By Daniel Lewis
KRAKOW, Poland (New York Times) — Krzysztof Penderecki, a Polish composer and conductor whose modernist works jumped from the concert hall to popular culture, turning up in soundtracks for films like “The Exorcist” and “The Shining” and influencing a generation of edgy rock musicians, died on Sunday, March 29, at his home in Krakow. He was 86.
His death was confirmed by Andrzej Giza, the director of the Ludwig van Beethoven Association, which was founded by Penderecki’s wife, Elzbieta.
Penderecki’s grandfather, Robert Berger, was a highly talented painter and director of the local bank at the time of Penderecki’s birth. His grandmother was an Armenian from Isfahan, Iran.
Penderecki was regarded as Poland’s pre-eminent composer for more than half a century, and in all those years he never seemed to sit still.
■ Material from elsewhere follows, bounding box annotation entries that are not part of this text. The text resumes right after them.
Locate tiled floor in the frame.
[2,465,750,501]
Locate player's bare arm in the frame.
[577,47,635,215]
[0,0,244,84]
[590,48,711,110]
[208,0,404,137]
Beginning in the 1960s with radical ideas that placed him firmly in the avant-garde, he went on to produce dozens of compositions including eight symphonies, four operas, a requiem and other choral works, and several concertos he cheerfully described as being almost impossible to play.
Among those who could were the violinist Anne-Sophie Mutter and the cellist Mstislav Rostropovich, whose recordings of the concertos he wrote for them won Grammy Awards in 1999 and 1988, respectively.